Here are four key areas to consider.

1. Retirement vs. college

Two epic investments loom over our heads: retirement and our kids’ education.

Amber Miller, senior financial planner at the Planning Center in Minneapolis, points out that, contrary to the popular misconception, expenses don't go down in retirement; they just change. And you can't take out a loan for retirement. “There are loans for mortgages, loans for college, but if we're not focusing first for retirement, we'll never get there,” she says. The retirement/college conundrum is always going to be complex, since the future cost of education is full of unknowns. More often, Miller sees clients who ask their kids to foot some of the bill: “The older idea is that parents just pay for college, but now parents are teaching their kids to have some skin in the game."

This is the philosophy of Kari Brych (49) and her husband, Jim (54), who have two kids, ages 8 and 6. They started saving for their kids’ college education in the first year following adoption, but they aren't overly concerned about paying for college. They both paid for their own education (they work in health care), and while they'll help their kids with the costs, “I'm not sure we'll foot the complete bill,” Brych says. “We want them to have some sense of ownership and work ethic instead of entitlement, and to find that balance.” They've prioritized funding their retirement, which they'll accomplish by having worked more hours before having kids, and living within their means.

Our own financial adviser told us the same thing: There's a deadline to save for retirement, and it's coming. Best to save as much as we can now.
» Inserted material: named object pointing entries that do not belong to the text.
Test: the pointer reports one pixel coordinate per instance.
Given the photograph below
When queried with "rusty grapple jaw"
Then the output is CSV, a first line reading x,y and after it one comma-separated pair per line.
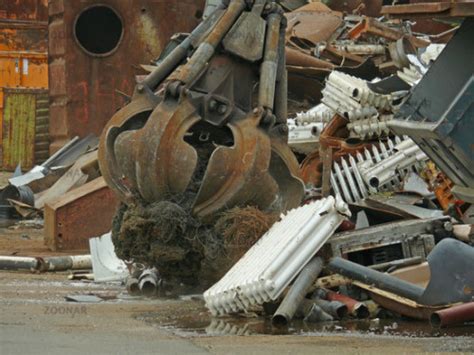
x,y
210,130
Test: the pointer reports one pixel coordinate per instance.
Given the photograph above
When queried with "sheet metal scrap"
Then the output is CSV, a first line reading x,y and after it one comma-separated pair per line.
x,y
198,128
430,10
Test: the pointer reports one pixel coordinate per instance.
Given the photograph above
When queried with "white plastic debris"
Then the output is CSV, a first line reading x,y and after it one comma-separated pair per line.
x,y
317,114
381,168
304,138
275,260
351,97
105,263
406,154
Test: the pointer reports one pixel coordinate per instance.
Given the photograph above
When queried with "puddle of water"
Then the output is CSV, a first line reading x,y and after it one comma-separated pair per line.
x,y
5,223
201,324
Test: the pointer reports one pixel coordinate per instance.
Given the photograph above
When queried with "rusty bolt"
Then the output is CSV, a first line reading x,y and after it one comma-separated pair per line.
x,y
283,129
221,109
212,105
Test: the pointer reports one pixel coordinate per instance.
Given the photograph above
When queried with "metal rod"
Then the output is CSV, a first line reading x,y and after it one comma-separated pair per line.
x,y
268,69
336,309
206,49
132,286
453,315
178,54
372,277
311,312
281,88
149,282
297,292
18,263
63,263
355,308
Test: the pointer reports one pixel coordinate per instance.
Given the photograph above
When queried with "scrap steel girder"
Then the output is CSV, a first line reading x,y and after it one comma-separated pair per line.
x,y
209,123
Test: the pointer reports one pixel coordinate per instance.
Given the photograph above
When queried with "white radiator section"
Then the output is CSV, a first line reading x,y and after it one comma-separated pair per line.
x,y
304,138
319,113
406,155
370,127
351,97
275,260
385,166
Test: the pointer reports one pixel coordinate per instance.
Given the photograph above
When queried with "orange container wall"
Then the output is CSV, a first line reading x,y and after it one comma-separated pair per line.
x,y
23,78
23,69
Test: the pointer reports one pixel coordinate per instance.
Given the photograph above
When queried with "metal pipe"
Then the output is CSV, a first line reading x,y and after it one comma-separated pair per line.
x,y
395,264
281,89
132,286
148,282
453,315
63,263
268,69
297,292
354,307
376,278
206,49
311,312
18,263
178,54
335,309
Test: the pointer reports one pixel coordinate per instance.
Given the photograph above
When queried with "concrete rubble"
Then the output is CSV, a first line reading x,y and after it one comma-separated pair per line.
x,y
322,174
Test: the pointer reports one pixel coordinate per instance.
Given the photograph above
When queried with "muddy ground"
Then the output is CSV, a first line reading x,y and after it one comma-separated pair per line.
x,y
35,317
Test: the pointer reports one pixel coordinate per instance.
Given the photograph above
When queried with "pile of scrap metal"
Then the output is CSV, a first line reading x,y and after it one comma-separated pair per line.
x,y
388,223
68,191
206,132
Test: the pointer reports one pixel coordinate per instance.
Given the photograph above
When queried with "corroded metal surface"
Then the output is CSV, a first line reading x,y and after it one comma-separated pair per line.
x,y
430,9
208,137
88,89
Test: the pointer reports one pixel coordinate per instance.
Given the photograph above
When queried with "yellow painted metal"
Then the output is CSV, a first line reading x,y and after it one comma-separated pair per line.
x,y
18,136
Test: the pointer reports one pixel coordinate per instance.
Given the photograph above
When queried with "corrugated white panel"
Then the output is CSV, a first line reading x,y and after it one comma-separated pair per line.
x,y
274,261
386,165
351,97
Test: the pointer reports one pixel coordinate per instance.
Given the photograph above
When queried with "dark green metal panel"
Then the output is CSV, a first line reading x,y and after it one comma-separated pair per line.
x,y
19,127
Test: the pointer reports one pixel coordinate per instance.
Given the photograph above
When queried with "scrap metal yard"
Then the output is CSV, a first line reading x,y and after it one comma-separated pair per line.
x,y
236,176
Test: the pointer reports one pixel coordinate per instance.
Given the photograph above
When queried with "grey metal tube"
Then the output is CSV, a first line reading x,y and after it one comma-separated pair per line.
x,y
18,263
336,309
372,277
63,263
317,314
132,286
206,49
268,69
177,55
148,282
297,292
281,89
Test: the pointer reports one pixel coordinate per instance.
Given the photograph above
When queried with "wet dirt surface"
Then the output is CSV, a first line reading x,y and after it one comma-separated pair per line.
x,y
35,317
198,322
34,312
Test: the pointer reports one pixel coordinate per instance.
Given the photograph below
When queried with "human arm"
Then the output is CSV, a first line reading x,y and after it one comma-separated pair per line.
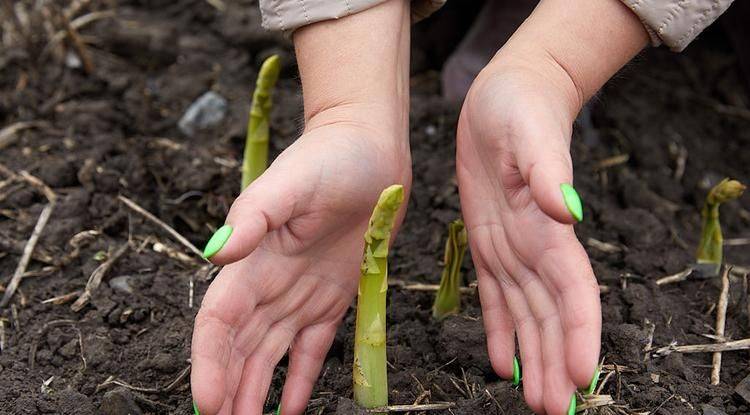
x,y
295,247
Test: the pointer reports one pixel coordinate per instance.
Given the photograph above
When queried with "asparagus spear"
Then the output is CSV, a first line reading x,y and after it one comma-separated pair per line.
x,y
710,246
448,298
370,374
256,143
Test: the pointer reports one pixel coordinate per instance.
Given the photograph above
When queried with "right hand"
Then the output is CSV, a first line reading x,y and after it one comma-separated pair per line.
x,y
294,257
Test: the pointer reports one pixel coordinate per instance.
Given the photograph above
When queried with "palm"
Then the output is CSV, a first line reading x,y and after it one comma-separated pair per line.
x,y
534,276
294,288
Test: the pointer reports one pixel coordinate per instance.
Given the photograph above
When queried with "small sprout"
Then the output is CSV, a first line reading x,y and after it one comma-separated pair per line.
x,y
710,246
256,143
448,298
370,370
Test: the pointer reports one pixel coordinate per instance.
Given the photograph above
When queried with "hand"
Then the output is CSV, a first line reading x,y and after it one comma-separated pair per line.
x,y
534,276
297,242
513,154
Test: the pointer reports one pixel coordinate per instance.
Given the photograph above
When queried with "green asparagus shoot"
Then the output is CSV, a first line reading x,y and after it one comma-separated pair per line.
x,y
370,371
448,299
256,143
710,246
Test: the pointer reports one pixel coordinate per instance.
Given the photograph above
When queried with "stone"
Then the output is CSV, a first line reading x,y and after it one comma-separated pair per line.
x,y
119,401
208,110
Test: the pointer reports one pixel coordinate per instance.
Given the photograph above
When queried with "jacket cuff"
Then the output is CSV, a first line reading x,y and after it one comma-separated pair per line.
x,y
676,23
289,15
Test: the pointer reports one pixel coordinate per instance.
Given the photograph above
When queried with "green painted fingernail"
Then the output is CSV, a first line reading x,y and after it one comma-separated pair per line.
x,y
572,406
217,241
572,201
516,372
594,382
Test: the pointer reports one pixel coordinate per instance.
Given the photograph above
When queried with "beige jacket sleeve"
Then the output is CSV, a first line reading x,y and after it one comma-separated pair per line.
x,y
289,15
676,23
2. Invite everybody to the discussion

For some, money is intensely private, a matter not to be discussed with anyone. But because money is emotional and personal, Miller says, talking about it with our kids can be a great opportunity to teach about what is valuable to us as people and as a family. Sharing with them what choices we're making and why — in age-appropriate ways — can mentor fiscal responsibility. She works with clients who invite their minor-aged children to some financial conversations. “The more we can have cross-generational conversations, the more satisfying results we'll have,” she says. And another bonus: She's seen 16-year-old kids who just started their first IRA to go with their first job.

3. Health insurance costs

There's health insurance to consider — for us and for our kids. The 50s are the prime decade to purchase long-term care insurance; before that age, we're paying premiums for too long, and after the 50s, it gets prohibitively expensive to buy. This is another conversation to add to the pillow talk: Do we have the resources to pay for growing health care costs? “Not like this is a solution for everyone,” Miller says, but it's a question to consider.

Health insurance can also play a role in how long we continue to work, especially if we have kids to cover. “We see ourselves working past retirement in some capacity,” says Brych, “if only for health care insurance.” Because she and her husband both work in the medical field, they can work reduced hours and still get benefits. “If that continues, one of us will consider doing it, since we'll have young kids and we'll want to have it.”

4. Taking care of ourselves — now

And then there's the present moment to consider.

Five years ago as I sat on the couch nursing an infant, with a 4-year-old and a 2-year-old racing around us, I could literally feel my muscle mass disappearing. I was 40, and I knew I'd have to start strength training along with the running and other cardio I had been doing since my 20s. Mark and I want to be able to keep up with our kids, and their energy level inspires us to stay on our game.

“One of our big concerns is staying healthy,” says Brych. “For both of us, maintaining a healthy lifestyle is paramount. Some things we can't change, like genetics. But some things we can mitigate so we age in a healthy fashion.” They stay active by biking, skiing and hiking, individually and together as a family. “I owe it to my children to do that,” she says. “They didn't choose to be adopted by old parents."